2 Corinthians 3:18
But we all, with unveiled face, beholding as in a mirror the glory of the Lord, are being transformed into the same image from glory to glory, just as from the Lord, the Spirit.
I marvel at the idea of an unveiled face. I wash my face, brush my teeth, apply my moisturizer, sunscreen and head out the door. Seldom pausing to consider the amazing me God created in His image. We are each walking miracles. Beloved. Daughters and sons of the living God, our creator.
To imagine that we are being transformed into His image! I pray people first notice the pieces of me that are becoming more and more like Him – not the ones dragging my feet!
I am mesmerized by this picture. The sun was shining so bright at high noon – too bright for a good picture. But the best part of it is the point where the feet are still connected to the water.
I’m pretty sure I look like this many days – dragging my feet. Half way in and half way out.
Only when I am courageous enough to launch with that God provided energy will I rise to the place where I can clearly see the reflection in the mirror that He sees when He looks at me.
But let me tell you there have been many days when I felt a downward pull that was keeping me from rising. There was a time when I almost believed I would be permanently frozen half in and half out.
One thing after another kept coming – wave after wave – never letting up. Full of much more energy than I had ever known.

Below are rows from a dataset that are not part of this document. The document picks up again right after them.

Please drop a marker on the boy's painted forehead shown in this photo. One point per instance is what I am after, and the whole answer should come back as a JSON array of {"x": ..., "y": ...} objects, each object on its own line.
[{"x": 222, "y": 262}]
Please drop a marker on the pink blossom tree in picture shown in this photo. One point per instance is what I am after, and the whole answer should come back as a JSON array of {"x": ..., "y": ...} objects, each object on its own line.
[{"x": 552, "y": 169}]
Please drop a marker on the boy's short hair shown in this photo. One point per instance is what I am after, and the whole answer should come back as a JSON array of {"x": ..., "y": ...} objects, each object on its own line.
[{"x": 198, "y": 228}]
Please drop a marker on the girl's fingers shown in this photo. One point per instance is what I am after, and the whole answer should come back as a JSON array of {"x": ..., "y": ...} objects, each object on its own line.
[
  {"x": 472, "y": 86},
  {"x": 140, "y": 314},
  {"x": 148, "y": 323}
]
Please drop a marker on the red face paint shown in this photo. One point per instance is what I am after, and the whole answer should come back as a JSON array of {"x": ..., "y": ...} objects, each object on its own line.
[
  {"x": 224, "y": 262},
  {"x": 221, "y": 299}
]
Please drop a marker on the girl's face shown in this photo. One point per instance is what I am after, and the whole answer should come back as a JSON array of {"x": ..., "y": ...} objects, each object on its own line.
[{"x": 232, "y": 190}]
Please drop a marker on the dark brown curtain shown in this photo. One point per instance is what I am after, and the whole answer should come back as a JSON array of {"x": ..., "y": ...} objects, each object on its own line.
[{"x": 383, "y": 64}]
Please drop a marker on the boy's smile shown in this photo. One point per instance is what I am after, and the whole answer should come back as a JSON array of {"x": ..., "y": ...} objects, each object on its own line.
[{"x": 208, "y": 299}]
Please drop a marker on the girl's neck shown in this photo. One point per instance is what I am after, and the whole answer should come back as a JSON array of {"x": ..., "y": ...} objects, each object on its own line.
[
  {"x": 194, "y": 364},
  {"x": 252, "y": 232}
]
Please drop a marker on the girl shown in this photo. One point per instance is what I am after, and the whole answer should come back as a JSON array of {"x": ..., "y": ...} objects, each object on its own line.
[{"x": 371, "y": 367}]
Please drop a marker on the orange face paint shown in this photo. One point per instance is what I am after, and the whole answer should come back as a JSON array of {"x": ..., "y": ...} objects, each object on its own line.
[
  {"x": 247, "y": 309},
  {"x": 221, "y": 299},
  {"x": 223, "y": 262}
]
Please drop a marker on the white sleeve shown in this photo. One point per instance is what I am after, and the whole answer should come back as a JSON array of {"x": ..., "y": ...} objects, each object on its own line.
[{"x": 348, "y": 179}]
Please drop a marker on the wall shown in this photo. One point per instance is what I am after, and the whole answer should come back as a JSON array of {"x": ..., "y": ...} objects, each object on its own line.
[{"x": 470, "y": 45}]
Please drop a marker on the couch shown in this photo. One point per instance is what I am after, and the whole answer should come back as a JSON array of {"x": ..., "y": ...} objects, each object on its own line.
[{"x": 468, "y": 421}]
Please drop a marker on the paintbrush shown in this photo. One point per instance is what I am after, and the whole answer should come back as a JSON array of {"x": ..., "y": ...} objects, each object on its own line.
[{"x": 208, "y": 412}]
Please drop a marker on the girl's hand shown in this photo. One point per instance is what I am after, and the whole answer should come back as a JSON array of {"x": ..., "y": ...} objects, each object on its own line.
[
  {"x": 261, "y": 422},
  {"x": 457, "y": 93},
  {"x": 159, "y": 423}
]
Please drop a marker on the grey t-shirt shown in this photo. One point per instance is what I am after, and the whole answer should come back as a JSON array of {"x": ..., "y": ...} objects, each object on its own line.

Gradually pieces of what I had learned about God in the past began to come together. I began testing the principles I had grown up with. I made a list.
- can I trust God? so many trusts have been broken in my life.
- does He really love me like He says He does? I don’t feel lovable.
- I’m only one in billions of souls that have walked this earth – why should He care about me?
- what do I do about all the junk in my life?
- why me Lord? why do you care? – that was a big one for me – made the list twice!!!
- question after question and I never sensed I was being ignored
This list was just the beginning but it began revealing how I had put my trust, faith and hope in people. That is where the breakdown began.
In the beginning, tiny little pieces of God began appearing. Pieces that offered hope. Maybe a random text from someone telling me they were thinking of me. A random meeting someone in the grocery store I hadn’t seen for awhile. Often I read something that hit home – the author connecting to my quest for answers. Sermons would reveal a clue to the questions I sought answers to.
The common thread weaving its way through each of these events – God.
And though the journey has been troubled, long and exhausting, I have learned that God is where I need to place my expectations. My hope. My trust. My love. And when I have done that – the changes began to occur.
The biggest change of all – me. All this pile of junk began to have less power over me. I began to expectantly see Him in my day to day and in every waking moment in the darkest nights.
That part of me that wants to stay connected to the earthly is fading and the clarity I experience rising toward God amazes me.
Like the egret, my feet are coming out of the water, taking flight and rising, as my reflection in the mirror is becoming more like Him.
Rising with you,
Janet
Janet,
Thanks for your inspiring words. Your photography is amazing! The vision of the foot dragging is a further example of your creativity in explaining our road to connection with God. Thank you for your friendship and sharing your journey.
Thank you Ann. Your friendship is sweet and you have always been so encouraging to me. It seems everything I see on my journeys reminds me of God. Thank you for sharing it.